- Tempest confides in Mother.
- Episode no.: Season 1 Episode 2
- Directed by: Ridley Scott
- Written by: Aaron Guzikowski
- Cinematography by: Dariusz Wolski
- Editing by: Claire Simpson
- Original air date: September 3, 2020
- Running time: 42 minutes

Episode chronology
| ← Previous "Raised by Wolves" | Next → "Virtual Faith" |

= Pentagram (Raised by Wolves) =

"Pentagram" is the second episode of the first season of the HBO Max science fiction drama television series Raised by Wolves. The episode was directed by Ridley Scott and written by series creator Aaron Guzikowski.

==Plot==
In 2145, during the Battle of Boston, atheist soldier Caleb (Jack Hawkins) and his wife Mary (Sienna Guillory) decide to impersonate Mithraic captain Marcus and his wife Sue, respectively, in order to escape Earth. Medical android Albert (Carel Nel) performs plastic surgery to match the couple's physical appearances to those of the Mithraics. After assassinating the real Marcus (Travis Fimmel) and Sue (Niamh Algar) at their residence, they board the spacecraft Heaven, where they find the deceased couple's son Paul (Felix Jamieson).

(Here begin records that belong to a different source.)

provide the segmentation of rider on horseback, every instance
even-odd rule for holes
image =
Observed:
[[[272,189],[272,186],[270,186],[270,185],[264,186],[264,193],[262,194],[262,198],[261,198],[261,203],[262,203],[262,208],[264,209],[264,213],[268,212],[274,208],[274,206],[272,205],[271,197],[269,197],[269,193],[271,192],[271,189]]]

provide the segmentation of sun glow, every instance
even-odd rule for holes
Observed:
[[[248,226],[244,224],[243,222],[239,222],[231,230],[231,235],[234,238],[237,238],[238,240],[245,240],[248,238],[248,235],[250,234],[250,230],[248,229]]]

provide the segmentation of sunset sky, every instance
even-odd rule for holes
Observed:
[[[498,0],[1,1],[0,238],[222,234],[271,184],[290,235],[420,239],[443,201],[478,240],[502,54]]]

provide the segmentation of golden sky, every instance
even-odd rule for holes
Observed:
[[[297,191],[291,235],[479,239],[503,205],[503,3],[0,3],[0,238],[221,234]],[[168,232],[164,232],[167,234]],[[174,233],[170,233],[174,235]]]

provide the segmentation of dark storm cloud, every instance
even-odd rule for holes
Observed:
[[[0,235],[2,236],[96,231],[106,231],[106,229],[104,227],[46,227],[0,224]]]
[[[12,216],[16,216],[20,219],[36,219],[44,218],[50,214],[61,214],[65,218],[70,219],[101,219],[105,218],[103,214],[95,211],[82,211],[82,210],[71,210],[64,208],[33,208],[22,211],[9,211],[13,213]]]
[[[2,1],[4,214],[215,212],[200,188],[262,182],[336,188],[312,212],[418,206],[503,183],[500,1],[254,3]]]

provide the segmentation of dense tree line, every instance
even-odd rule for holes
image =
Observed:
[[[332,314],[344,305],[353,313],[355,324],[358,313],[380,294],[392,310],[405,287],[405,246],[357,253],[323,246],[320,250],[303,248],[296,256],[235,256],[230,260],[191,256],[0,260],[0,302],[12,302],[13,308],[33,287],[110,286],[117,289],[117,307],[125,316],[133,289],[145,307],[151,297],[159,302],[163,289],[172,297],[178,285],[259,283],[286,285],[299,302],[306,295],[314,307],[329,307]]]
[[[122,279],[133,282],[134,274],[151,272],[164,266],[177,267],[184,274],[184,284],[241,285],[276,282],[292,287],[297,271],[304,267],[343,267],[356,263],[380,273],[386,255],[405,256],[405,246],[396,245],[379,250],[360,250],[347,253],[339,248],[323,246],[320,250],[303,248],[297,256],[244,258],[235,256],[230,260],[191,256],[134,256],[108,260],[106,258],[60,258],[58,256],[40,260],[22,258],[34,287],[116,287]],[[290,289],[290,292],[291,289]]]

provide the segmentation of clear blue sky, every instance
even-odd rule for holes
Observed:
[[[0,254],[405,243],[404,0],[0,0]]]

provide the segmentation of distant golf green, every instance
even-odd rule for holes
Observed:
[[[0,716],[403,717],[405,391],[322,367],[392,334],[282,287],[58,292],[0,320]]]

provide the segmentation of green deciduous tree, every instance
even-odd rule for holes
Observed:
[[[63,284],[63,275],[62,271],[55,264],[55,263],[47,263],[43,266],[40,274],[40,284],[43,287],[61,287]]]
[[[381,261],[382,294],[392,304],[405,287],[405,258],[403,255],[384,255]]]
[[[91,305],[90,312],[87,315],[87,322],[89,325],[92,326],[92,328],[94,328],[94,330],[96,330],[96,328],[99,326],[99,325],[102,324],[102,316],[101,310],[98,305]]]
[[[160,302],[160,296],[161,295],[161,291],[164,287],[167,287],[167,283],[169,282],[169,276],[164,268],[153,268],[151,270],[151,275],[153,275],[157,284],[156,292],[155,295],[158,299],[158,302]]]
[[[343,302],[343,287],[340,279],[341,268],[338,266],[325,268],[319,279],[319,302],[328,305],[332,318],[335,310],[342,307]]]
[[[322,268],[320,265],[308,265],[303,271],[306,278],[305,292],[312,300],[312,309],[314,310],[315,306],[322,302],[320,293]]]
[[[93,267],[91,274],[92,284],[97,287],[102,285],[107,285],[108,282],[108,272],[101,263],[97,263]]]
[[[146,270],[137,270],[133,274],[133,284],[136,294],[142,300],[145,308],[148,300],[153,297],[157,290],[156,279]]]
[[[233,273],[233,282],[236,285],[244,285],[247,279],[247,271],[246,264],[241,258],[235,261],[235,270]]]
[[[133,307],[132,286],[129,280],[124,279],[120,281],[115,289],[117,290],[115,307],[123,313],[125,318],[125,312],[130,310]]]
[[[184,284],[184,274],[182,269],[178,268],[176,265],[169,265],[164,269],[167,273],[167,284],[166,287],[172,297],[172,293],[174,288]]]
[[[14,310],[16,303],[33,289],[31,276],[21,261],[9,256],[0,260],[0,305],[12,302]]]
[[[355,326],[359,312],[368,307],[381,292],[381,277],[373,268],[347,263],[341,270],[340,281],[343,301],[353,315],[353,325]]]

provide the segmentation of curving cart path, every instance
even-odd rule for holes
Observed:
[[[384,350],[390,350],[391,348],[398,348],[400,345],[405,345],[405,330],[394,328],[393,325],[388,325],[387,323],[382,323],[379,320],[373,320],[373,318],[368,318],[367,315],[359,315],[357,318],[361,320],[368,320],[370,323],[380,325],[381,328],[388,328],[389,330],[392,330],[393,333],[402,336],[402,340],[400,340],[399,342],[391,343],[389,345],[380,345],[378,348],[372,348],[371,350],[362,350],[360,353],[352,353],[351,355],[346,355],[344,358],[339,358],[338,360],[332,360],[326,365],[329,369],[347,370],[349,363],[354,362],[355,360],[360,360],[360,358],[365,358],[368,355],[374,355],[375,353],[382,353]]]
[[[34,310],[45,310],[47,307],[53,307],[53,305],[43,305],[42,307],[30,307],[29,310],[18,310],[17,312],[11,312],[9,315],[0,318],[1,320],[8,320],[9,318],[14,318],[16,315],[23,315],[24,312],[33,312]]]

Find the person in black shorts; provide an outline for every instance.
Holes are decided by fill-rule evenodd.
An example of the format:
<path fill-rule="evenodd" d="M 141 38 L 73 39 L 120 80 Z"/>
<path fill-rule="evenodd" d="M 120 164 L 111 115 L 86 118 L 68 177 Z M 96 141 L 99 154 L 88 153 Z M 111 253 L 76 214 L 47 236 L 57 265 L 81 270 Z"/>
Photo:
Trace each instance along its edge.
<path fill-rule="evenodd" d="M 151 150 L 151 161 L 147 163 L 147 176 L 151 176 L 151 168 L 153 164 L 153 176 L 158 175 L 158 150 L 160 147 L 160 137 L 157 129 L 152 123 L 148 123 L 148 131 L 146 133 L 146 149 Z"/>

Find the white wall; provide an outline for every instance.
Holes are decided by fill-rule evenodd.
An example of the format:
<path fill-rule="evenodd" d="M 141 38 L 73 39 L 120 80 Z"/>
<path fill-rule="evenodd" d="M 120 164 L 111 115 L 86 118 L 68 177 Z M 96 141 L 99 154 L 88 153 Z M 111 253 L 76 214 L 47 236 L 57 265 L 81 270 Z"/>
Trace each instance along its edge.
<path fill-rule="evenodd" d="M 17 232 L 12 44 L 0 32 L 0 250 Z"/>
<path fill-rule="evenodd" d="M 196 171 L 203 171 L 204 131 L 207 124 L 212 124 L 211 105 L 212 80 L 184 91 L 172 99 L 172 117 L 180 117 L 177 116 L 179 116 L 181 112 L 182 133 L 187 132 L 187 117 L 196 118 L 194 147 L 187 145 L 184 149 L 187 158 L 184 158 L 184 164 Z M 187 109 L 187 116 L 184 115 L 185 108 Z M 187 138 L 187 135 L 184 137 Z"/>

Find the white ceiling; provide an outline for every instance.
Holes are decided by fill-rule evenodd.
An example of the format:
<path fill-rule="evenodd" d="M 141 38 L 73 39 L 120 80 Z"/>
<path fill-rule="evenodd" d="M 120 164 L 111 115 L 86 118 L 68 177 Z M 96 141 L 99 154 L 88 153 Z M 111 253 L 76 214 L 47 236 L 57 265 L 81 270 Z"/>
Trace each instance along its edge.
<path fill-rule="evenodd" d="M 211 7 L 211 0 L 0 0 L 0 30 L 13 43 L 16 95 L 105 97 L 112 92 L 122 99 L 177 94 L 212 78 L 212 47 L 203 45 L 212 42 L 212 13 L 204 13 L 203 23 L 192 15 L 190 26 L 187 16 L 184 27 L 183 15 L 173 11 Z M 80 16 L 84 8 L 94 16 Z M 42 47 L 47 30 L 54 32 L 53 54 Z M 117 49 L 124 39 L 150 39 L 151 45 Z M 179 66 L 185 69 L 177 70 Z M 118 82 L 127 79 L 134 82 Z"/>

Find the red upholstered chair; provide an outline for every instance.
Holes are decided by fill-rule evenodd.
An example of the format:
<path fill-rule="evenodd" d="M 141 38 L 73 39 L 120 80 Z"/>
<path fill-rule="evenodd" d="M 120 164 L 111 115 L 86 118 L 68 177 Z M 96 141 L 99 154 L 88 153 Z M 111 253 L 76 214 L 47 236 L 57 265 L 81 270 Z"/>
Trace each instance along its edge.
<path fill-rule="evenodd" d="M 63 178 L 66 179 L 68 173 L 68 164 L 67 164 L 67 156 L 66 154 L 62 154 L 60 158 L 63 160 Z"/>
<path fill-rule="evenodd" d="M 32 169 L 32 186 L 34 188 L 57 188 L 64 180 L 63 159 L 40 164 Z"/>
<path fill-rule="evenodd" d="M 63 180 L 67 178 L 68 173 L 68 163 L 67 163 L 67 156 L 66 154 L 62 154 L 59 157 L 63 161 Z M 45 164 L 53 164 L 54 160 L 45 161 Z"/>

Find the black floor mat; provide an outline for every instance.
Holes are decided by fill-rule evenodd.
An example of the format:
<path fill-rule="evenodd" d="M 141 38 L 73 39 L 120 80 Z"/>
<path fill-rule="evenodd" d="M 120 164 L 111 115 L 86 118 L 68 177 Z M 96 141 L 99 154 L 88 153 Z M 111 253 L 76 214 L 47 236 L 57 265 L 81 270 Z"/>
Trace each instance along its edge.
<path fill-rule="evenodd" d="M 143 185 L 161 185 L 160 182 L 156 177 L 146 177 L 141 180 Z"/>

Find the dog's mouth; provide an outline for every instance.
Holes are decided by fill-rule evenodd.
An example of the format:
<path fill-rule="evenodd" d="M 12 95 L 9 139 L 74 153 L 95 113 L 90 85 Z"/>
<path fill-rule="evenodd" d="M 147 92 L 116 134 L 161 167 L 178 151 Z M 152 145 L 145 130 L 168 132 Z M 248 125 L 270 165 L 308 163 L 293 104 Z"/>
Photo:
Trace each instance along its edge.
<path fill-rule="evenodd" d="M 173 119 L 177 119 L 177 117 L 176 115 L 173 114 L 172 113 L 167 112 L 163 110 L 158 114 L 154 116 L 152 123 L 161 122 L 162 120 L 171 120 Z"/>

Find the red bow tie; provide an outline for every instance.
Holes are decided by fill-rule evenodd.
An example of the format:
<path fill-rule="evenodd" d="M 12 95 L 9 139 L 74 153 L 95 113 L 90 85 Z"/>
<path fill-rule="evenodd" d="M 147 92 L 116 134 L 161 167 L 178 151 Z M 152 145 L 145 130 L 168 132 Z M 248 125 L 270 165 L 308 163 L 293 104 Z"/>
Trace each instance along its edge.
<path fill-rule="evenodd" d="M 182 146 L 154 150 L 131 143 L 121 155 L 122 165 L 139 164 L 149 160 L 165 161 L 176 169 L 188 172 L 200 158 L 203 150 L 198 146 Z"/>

Back in the present on Kepler-22b, Mother (Amanda Collin) replaces her eyes—the source of her extreme powers—with those of a Mithraic android; she also revives Father (Abubakar Salim) with its heart. They return to taking care of their son Campion (Winta McGrath), as well as five Mithraic children: Hunter (Ethan Hazzard), Tempest (Jordan Loughran), Holly (Aasiya Shah), Vita (Ivy Wong), and Paul. Tempest later confides to Mother that she is pregnant with the child of a Mithraic priest who raped her on Heaven. Unidentified desert creatures attack the farm but are killed by Mother after she reclaims her original eyes that were momentarily stolen by an untrusting Campion. Having survived Mother's earlier assault, Marcus falls asleep next to a hole after tying himself to a nearby rock. The same creatures spot him and knock him off the edge. However, he manages to avoid serious injury and is later rescued by another Mithraic team.

==Production==
"Pentagram" was directed by Ridley Scott. The screenplay was written by Aaron Guzikowski. Filming took place in South Africa.

==Release==
"Pentagram" premiered on September 3, 2020 on the subscription video on demand streaming service HBO Max.

==Reception==
In her review for The A.V. Club, Arielle Bernstein wrote that the main theme of "Pentagram" was "whether we have the ability to forge a new identity": "viewers (are invited) to explore if we are merely the products of what came before, or if we are able to ultimately make our own choices." She gave the episode a B+. Sean Collins of the pop culture website Decider described the episode as "really, really good" and said that it "lives up to the promise of the premiere".